Used this in my 4E Dark Sun game today for arena combat. Awesome. It provoked actual flavor in describing combat and added some real fun on both the success and fail side. Thanks!

Zak S said...

excellent.

LeThink Tank said...

Omg Omg Omg Omg Omg Omg Omg Omg Omg! This is awesome! I've been wondering how to balance called attacks like this! I have an open crit mechanic I'm running with right now, but for extending the crit while also opening up failure is a very tasty twist!

Well played sir. Well played indeed.

Callan S. said...

I think I'd be inclined to use a variant with a set amount of self inflicted damage (say 5 points, or 2D6 or such).

That way the judgement your making is conversely, how much potential advantage should the risk of 5 self damage gain you? Or maybe players could set the amount of self damage themselves, even.

Otherwise, by my totally subjective experience, the more a mechanic requires an awesome GM, the more that mechanic isn't actually adding to play and is instead riding on the coat tails of the afore mentioned awesome GM. An awesome GM can make any rule, no matter how bad, work well. But its kind of a waste of an awesome GM to do that.

Zak S said...

I assume an awesome GM. Or at least one able to handle this mechanic. Otherwise, I don't play and don't know why anyone else would.

It is not a waste because, assuming that GM is good, this mechanic is useful because it puts and interesting choice in the _player's_ hands.

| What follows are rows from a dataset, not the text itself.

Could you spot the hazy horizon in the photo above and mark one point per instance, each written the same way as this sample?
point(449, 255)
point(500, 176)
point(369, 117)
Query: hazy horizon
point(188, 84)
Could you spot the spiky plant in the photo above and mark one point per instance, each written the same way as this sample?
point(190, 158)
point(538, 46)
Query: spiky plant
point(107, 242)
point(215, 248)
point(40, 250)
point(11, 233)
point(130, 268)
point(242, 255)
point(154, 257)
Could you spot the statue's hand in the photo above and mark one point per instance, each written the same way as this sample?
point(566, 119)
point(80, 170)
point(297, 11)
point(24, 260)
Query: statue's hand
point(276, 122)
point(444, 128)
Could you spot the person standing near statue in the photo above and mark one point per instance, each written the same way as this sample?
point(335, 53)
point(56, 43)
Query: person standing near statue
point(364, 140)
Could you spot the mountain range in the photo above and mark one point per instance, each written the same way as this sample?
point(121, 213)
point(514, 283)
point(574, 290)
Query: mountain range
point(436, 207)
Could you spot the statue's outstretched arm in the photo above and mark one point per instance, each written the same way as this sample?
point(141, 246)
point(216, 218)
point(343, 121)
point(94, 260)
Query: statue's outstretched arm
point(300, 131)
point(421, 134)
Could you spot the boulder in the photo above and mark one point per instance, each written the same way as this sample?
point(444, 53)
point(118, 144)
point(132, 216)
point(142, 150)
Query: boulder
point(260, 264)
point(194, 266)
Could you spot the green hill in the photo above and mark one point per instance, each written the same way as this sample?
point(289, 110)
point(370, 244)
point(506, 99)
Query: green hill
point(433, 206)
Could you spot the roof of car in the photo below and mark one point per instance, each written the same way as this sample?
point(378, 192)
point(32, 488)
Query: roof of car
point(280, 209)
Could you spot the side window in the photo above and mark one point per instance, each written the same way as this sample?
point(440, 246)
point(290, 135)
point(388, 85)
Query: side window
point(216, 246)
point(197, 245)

The player knows and trusts the GM will balance the risk appropriately and if s/he does not then s/he should not play with that person ever and we all regress to the brainless assume-bad-GMing-game-design-ethos which leads to the most boring game designs.

Callan S. said...

Any mechanic where only the GM can fail in using it is obviously going to be an awesome mechanic. It's absolved itself of all capacity for fault.